Officials say getting more ventilators could be a matter of life and death before COVID-19 reaches its apex in New York City. And some medical professionals are doing what they can to donate their resources.
"We're all trying to do our part in the medical community to help those in need," said Dr. Gary Linkov, the founder and Medical Director of City Facial Plastics in Manhattan.
The American Association for Accreditation of Ambulatory Surgery Facilities reached out to its members, asking for them to donate their anesthesia machines to be used as ventilators.
Linkov can't do plastic surgery right now since those elective surgeries are banned right now due to the coronavirus crisis, so he is trying to donate his facility's anesthesia machine to serve as a ventilator.
"This idea was introduced, which was taking these dormant machines and really using them and trying to save lives with them," Linkov said.
And he says the anesthesia machines can really help.
"They help the patient breathe. You can be as awake or asleep on both of them.

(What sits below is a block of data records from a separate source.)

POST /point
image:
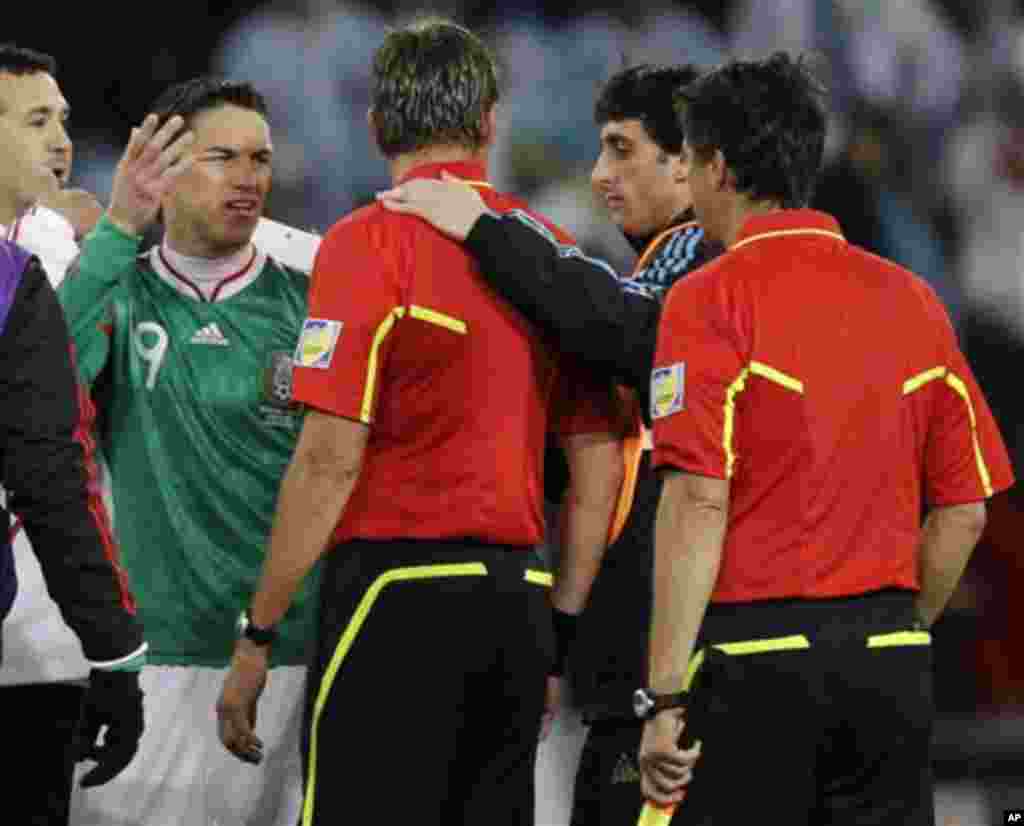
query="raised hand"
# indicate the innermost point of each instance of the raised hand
(152, 162)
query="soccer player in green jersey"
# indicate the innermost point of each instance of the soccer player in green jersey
(188, 349)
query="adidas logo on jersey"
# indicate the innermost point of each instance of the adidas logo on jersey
(210, 335)
(625, 771)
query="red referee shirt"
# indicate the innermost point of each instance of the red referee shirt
(458, 389)
(827, 386)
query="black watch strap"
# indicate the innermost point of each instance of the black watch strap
(646, 703)
(255, 634)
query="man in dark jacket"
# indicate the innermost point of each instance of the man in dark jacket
(611, 324)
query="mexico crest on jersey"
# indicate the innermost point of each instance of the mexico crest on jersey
(668, 390)
(278, 380)
(276, 407)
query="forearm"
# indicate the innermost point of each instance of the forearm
(595, 482)
(948, 536)
(578, 300)
(688, 536)
(312, 497)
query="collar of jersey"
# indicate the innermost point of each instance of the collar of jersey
(470, 171)
(228, 288)
(783, 223)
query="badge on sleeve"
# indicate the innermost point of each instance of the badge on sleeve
(316, 343)
(668, 390)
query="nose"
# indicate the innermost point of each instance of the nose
(601, 175)
(249, 175)
(60, 142)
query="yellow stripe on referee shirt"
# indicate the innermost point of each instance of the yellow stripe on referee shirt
(734, 389)
(438, 318)
(899, 638)
(385, 327)
(539, 578)
(960, 388)
(345, 643)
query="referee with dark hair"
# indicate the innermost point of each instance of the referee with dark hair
(810, 402)
(610, 324)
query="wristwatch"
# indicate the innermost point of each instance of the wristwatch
(646, 703)
(253, 633)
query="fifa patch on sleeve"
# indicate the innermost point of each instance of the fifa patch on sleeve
(668, 390)
(316, 343)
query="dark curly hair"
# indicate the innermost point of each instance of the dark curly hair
(645, 92)
(767, 118)
(433, 82)
(200, 94)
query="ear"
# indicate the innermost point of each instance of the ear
(721, 174)
(488, 125)
(373, 127)
(678, 168)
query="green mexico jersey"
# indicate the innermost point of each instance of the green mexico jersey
(197, 426)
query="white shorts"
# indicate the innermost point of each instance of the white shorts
(182, 774)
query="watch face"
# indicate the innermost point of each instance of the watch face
(642, 703)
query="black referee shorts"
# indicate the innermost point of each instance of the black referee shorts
(428, 683)
(811, 712)
(607, 782)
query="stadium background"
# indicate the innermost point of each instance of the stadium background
(925, 166)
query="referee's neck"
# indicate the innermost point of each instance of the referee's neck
(442, 154)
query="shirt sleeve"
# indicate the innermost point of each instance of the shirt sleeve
(965, 455)
(45, 468)
(582, 403)
(607, 323)
(698, 370)
(87, 292)
(354, 304)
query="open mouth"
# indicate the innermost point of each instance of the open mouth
(244, 208)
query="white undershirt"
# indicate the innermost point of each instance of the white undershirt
(208, 272)
(208, 278)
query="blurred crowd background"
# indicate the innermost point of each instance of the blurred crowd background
(925, 166)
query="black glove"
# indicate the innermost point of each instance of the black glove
(115, 700)
(565, 634)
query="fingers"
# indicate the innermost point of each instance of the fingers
(152, 150)
(118, 750)
(668, 799)
(235, 726)
(547, 723)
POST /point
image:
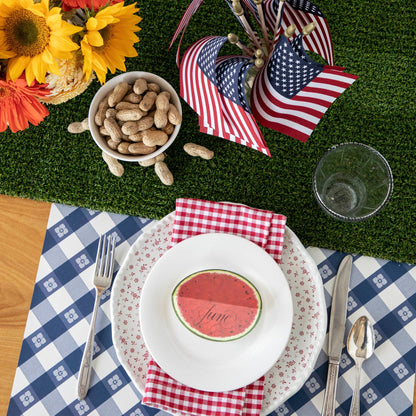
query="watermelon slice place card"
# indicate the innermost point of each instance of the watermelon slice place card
(218, 305)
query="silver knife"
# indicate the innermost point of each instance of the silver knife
(336, 332)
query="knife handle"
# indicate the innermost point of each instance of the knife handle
(331, 389)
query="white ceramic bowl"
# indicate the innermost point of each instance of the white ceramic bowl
(130, 77)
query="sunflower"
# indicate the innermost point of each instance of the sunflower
(71, 83)
(109, 38)
(19, 104)
(32, 36)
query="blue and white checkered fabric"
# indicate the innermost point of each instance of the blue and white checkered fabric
(63, 298)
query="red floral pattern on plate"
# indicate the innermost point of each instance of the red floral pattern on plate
(309, 321)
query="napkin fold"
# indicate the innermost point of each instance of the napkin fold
(194, 217)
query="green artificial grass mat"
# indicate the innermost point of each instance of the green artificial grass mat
(374, 40)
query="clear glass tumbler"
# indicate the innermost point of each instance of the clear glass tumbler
(352, 182)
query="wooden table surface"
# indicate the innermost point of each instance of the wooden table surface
(22, 230)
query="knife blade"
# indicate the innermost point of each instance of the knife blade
(336, 332)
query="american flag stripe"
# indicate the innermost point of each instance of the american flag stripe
(197, 90)
(190, 10)
(231, 72)
(297, 116)
(319, 41)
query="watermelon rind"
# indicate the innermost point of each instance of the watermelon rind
(203, 335)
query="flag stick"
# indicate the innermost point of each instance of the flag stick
(263, 26)
(239, 11)
(234, 40)
(279, 15)
(308, 29)
(290, 30)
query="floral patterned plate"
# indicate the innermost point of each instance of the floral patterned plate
(309, 313)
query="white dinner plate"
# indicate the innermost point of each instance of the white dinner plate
(307, 336)
(202, 363)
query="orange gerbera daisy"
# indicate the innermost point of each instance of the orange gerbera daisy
(19, 105)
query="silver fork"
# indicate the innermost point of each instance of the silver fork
(103, 273)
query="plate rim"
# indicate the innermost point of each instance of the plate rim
(210, 382)
(148, 229)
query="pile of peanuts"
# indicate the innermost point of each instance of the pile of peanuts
(137, 118)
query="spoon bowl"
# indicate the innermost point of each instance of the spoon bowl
(360, 346)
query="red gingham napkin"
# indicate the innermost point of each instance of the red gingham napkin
(193, 217)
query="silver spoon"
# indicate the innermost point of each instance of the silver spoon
(360, 346)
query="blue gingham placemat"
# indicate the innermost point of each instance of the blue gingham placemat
(63, 299)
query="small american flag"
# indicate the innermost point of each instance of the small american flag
(291, 95)
(301, 13)
(198, 83)
(190, 10)
(214, 89)
(240, 126)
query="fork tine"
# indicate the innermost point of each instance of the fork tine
(113, 249)
(107, 258)
(99, 258)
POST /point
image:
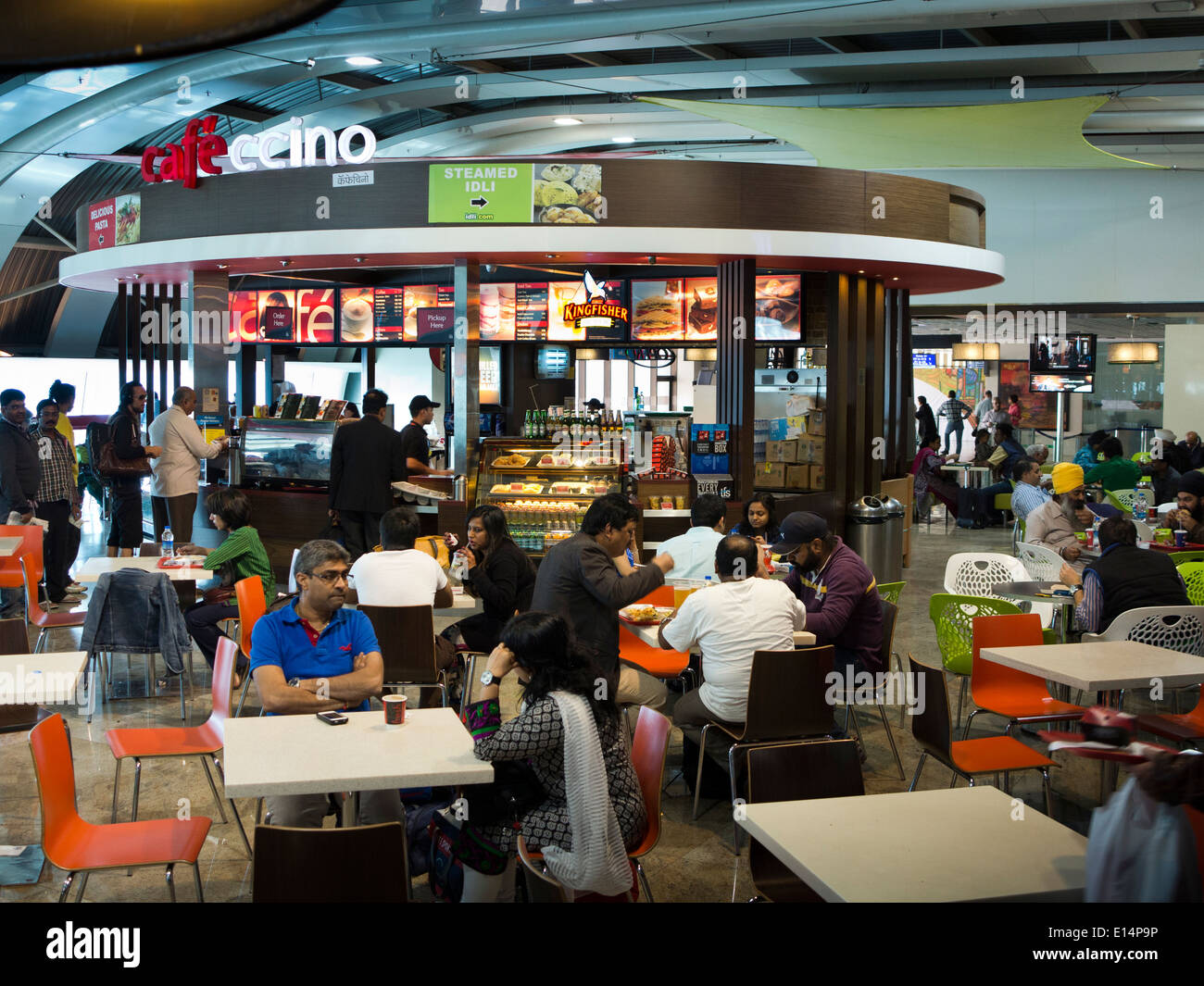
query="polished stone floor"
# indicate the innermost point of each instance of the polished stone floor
(694, 860)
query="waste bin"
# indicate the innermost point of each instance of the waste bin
(867, 535)
(895, 513)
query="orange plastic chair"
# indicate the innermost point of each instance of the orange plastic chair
(658, 662)
(968, 757)
(648, 750)
(1015, 694)
(72, 844)
(252, 605)
(35, 614)
(204, 741)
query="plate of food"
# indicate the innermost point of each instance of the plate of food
(646, 616)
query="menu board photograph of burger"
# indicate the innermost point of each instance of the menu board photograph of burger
(701, 295)
(778, 308)
(569, 194)
(657, 311)
(356, 315)
(276, 321)
(497, 306)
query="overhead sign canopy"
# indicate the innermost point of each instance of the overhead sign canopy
(1018, 133)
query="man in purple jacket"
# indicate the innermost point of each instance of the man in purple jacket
(838, 590)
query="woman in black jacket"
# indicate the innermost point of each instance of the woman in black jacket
(497, 572)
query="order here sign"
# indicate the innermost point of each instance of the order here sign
(480, 193)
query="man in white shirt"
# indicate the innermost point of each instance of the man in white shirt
(176, 474)
(694, 553)
(746, 612)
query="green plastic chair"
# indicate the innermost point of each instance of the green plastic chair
(954, 619)
(1193, 577)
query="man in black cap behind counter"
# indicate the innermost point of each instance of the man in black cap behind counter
(413, 438)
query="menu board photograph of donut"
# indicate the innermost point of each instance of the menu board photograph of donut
(778, 308)
(657, 311)
(701, 293)
(276, 316)
(567, 194)
(356, 315)
(497, 307)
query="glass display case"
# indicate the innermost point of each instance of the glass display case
(545, 486)
(285, 452)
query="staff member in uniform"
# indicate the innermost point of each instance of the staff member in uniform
(413, 438)
(365, 459)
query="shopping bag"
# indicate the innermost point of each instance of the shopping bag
(1140, 850)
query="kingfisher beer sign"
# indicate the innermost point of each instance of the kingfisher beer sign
(200, 148)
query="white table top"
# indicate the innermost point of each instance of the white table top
(94, 568)
(649, 634)
(1102, 666)
(301, 755)
(41, 680)
(915, 860)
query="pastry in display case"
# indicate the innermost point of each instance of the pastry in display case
(546, 486)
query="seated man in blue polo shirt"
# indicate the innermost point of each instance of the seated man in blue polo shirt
(314, 656)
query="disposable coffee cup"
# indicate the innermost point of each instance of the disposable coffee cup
(394, 709)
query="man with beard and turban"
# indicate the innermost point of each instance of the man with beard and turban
(1190, 516)
(1054, 524)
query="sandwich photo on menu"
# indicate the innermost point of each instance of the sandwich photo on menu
(657, 311)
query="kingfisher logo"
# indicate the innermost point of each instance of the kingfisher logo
(70, 942)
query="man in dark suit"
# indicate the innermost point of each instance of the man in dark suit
(365, 459)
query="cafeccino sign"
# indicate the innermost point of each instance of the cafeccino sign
(199, 148)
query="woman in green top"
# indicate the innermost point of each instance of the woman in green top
(241, 556)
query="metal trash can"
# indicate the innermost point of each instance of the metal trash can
(866, 533)
(895, 514)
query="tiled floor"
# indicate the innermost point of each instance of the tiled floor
(694, 861)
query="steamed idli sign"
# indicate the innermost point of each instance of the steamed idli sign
(554, 194)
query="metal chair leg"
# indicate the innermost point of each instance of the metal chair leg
(919, 767)
(208, 777)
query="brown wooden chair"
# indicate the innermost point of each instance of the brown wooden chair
(786, 701)
(796, 772)
(15, 640)
(406, 634)
(364, 865)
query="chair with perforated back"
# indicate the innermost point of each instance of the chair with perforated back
(1193, 578)
(787, 701)
(1015, 694)
(248, 595)
(79, 846)
(205, 741)
(360, 865)
(648, 750)
(406, 634)
(853, 694)
(796, 772)
(954, 620)
(970, 758)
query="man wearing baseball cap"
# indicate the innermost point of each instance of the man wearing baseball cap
(837, 589)
(413, 438)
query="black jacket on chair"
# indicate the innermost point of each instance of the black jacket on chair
(364, 460)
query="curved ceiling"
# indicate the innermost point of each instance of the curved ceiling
(469, 77)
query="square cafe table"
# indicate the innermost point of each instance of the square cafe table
(994, 855)
(302, 755)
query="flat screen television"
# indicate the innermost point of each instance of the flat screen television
(1068, 353)
(1051, 383)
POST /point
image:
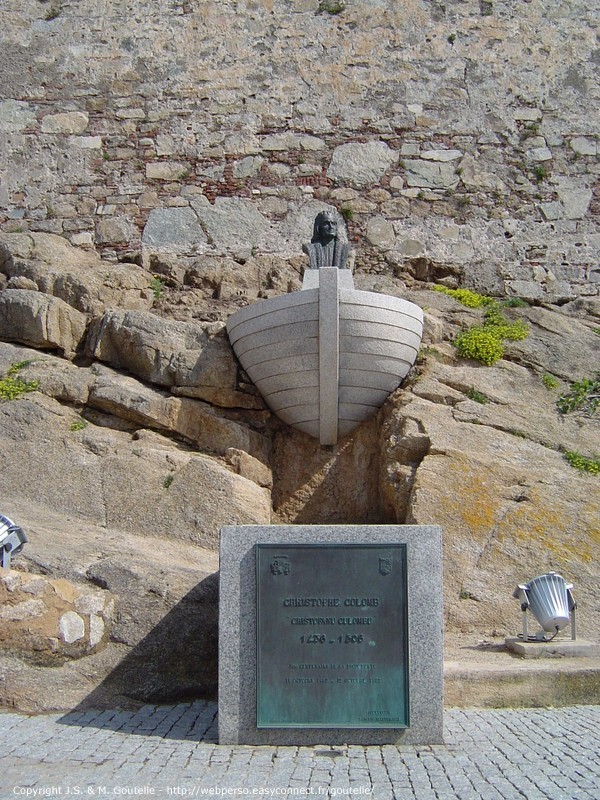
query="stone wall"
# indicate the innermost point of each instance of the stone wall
(455, 138)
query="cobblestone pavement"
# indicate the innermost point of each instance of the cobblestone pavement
(536, 754)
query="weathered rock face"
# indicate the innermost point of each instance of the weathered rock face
(49, 621)
(423, 116)
(124, 455)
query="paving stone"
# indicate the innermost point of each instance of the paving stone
(488, 755)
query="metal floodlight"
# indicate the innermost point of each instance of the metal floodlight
(12, 540)
(551, 602)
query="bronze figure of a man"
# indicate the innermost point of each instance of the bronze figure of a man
(325, 248)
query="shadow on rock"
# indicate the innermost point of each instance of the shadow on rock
(175, 663)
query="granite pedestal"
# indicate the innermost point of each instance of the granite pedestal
(238, 633)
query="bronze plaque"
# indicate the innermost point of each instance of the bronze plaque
(332, 636)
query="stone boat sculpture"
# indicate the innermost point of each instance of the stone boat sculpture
(325, 358)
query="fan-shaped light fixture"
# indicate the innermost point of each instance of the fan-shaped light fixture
(12, 540)
(550, 600)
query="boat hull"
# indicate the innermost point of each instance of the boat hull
(327, 351)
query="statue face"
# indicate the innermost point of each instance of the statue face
(328, 227)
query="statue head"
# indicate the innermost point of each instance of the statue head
(325, 227)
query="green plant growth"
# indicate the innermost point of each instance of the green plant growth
(515, 302)
(477, 396)
(466, 297)
(583, 463)
(12, 386)
(484, 343)
(479, 344)
(496, 321)
(78, 425)
(582, 398)
(549, 381)
(332, 6)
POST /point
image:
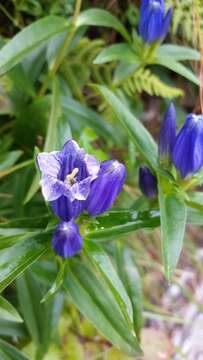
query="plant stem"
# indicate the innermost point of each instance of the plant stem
(62, 51)
(16, 167)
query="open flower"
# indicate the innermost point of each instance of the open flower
(66, 240)
(188, 148)
(147, 182)
(154, 23)
(73, 181)
(106, 187)
(66, 179)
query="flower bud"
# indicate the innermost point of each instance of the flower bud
(188, 148)
(67, 240)
(106, 187)
(154, 24)
(147, 182)
(167, 135)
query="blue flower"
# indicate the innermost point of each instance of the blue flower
(73, 181)
(67, 240)
(188, 148)
(106, 187)
(66, 179)
(167, 135)
(147, 182)
(154, 23)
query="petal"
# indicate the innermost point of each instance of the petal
(93, 165)
(166, 23)
(65, 209)
(106, 187)
(81, 190)
(72, 157)
(52, 188)
(49, 163)
(167, 134)
(188, 151)
(67, 240)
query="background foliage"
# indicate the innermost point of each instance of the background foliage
(82, 71)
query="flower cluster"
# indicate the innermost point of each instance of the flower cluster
(73, 181)
(154, 23)
(184, 150)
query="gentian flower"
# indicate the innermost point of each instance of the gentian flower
(154, 23)
(66, 179)
(106, 187)
(147, 182)
(188, 148)
(167, 135)
(73, 181)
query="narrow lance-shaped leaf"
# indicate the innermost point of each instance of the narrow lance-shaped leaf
(173, 213)
(132, 281)
(95, 302)
(28, 39)
(8, 312)
(103, 264)
(178, 68)
(134, 127)
(9, 352)
(177, 52)
(100, 17)
(116, 52)
(15, 259)
(121, 222)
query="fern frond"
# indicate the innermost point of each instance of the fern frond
(145, 80)
(184, 17)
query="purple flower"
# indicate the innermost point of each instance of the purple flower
(73, 181)
(67, 240)
(147, 182)
(154, 23)
(167, 135)
(66, 179)
(106, 187)
(188, 148)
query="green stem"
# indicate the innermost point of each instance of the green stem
(63, 50)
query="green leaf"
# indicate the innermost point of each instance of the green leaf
(15, 259)
(21, 81)
(173, 213)
(116, 223)
(178, 68)
(41, 319)
(100, 17)
(57, 283)
(177, 52)
(8, 312)
(29, 294)
(132, 281)
(139, 135)
(92, 299)
(116, 52)
(9, 352)
(51, 136)
(85, 116)
(103, 264)
(9, 159)
(28, 39)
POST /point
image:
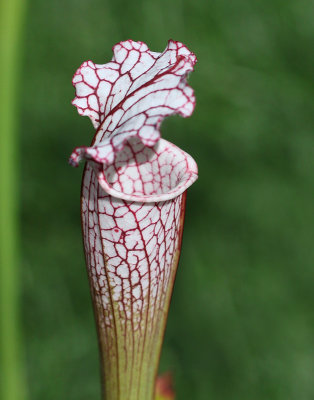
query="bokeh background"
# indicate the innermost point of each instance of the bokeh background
(241, 324)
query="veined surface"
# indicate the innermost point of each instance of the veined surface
(132, 253)
(131, 95)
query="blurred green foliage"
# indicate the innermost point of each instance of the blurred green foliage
(241, 323)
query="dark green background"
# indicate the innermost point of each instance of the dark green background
(241, 324)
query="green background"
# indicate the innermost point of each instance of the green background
(241, 324)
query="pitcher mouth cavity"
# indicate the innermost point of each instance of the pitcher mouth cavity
(147, 174)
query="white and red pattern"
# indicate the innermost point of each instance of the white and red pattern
(131, 95)
(133, 203)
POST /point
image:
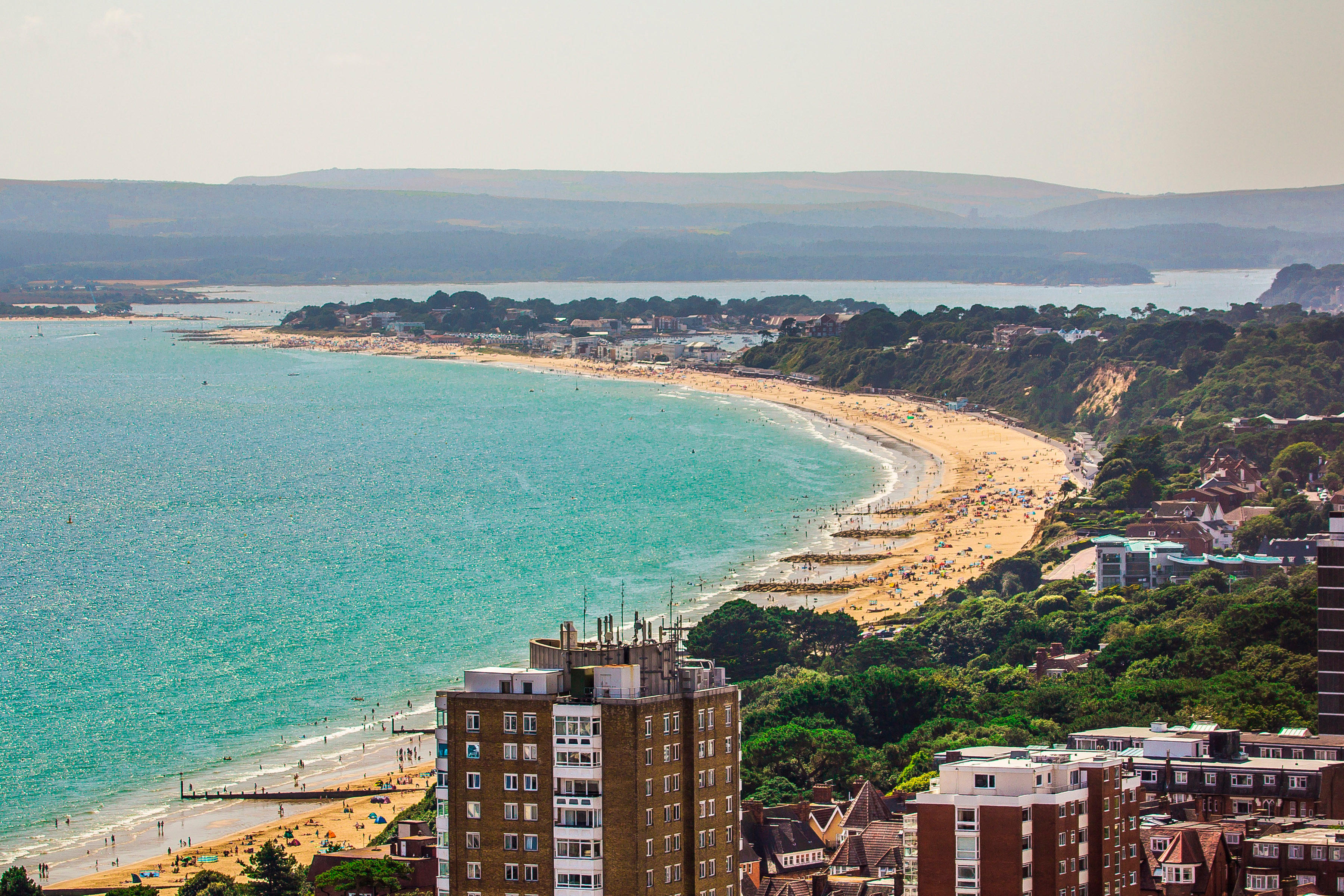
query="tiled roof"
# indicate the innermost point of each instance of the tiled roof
(867, 808)
(1185, 849)
(824, 816)
(878, 846)
(784, 887)
(780, 836)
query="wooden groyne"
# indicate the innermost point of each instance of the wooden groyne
(800, 588)
(839, 558)
(873, 534)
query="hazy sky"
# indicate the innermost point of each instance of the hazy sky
(1136, 97)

The idea is, when people are getting COVID-19 and developing a more severe form, it's affecting their lungs where they may not be able to breathe well on their own," Linkov said.
There are some differences between anesthesia machines and ventilators, but Linkov says the benefits outweigh the concerns.
"Medical ventilators are meant to be used days, even weeks at a time. They are definitely constructed differently. Anethesia machines requires maintenance at least every 24 hours," Linkov said.
Sources close to NY1 say New York Presbyterian Hospital may be in the process of doing this. We reached out to them to see if they have started repurposing anesthesia machines and have not heard back.